Well GREEN service in Rancher UI doesn't mean it's healthy, depends on how you setup healtchecks in affected services. If you look to API services are they really healthy ?

VAdamec avatar Apr 11 '17 18:04 VAdamec

Using the rancher cli running a ps against the environment shows every service and sidekick as healthy.
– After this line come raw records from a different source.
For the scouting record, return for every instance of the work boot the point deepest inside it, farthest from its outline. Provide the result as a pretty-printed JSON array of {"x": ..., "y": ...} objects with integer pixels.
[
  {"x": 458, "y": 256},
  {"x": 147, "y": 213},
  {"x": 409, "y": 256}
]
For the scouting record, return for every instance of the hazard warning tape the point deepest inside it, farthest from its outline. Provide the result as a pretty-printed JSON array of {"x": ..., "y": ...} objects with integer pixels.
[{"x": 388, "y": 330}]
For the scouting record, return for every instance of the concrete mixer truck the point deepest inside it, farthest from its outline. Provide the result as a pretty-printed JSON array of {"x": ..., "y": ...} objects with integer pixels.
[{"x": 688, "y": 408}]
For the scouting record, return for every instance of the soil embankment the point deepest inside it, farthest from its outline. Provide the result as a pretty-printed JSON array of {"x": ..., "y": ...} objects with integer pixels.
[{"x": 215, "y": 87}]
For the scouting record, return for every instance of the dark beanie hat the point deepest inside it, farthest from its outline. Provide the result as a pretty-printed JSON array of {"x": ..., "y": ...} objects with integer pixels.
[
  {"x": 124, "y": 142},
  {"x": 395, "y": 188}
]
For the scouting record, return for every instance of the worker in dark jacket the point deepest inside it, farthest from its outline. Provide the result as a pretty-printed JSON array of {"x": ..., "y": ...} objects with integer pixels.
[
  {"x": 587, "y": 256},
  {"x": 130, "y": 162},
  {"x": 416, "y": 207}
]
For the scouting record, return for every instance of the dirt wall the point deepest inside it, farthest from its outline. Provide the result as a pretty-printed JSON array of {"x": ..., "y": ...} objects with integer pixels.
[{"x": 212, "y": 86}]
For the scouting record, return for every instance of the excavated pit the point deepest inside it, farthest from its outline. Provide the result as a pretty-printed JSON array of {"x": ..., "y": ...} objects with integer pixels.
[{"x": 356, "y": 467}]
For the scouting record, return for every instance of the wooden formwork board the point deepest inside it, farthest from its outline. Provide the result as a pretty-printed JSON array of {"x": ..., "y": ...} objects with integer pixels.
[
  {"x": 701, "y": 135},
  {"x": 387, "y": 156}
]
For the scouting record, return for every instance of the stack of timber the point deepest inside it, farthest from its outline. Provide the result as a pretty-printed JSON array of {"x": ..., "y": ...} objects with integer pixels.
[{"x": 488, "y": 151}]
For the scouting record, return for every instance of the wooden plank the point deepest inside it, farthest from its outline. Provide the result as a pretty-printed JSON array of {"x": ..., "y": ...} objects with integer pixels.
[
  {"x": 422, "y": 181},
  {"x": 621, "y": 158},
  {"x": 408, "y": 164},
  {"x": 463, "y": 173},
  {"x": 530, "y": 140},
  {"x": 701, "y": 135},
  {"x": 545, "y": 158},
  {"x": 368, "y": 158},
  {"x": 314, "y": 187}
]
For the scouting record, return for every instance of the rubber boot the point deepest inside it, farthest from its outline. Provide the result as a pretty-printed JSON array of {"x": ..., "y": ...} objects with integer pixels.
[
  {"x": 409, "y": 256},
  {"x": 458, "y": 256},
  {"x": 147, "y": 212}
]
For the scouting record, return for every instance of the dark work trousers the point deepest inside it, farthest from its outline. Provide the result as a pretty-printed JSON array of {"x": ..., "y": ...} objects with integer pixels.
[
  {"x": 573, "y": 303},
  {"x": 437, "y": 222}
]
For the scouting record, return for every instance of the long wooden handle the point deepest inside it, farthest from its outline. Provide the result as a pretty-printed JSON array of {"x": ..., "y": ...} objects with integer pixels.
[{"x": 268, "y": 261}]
What is rancher-alarms querying to check for a healthy state?

iDiogenes avatar Apr 11 '17 18:04 iDiogenes

Also, using the "view in API" from the UI is showing the same results - active and healthy.

iDiogenes avatar Apr 11 '17 18:04 iDiogenes

That's strange, it get result from API (services, see server.es6 and rancher.es6), do you have more environments ?

VAdamec avatar Apr 11 '17 18:04 VAdamec

There is only a single cattle environment on the server that is being queried.

iDiogenes avatar Apr 11 '17 18:04 iDiogenes

Ok, so please run it with debug, I need to see more than standard log

VAdamec avatar Apr 12 '17 06:04 VAdamec

I'm not familiar with trace() which is used here, but you can easily change it to info() in src/server.es6, line 32

  trace(`loaded services from API\n${JSON.stringify(services, null, 4)}`)
# just change trace to info
  info(`loaded services from API\n${JSON.stringify(services, null, 4)}`)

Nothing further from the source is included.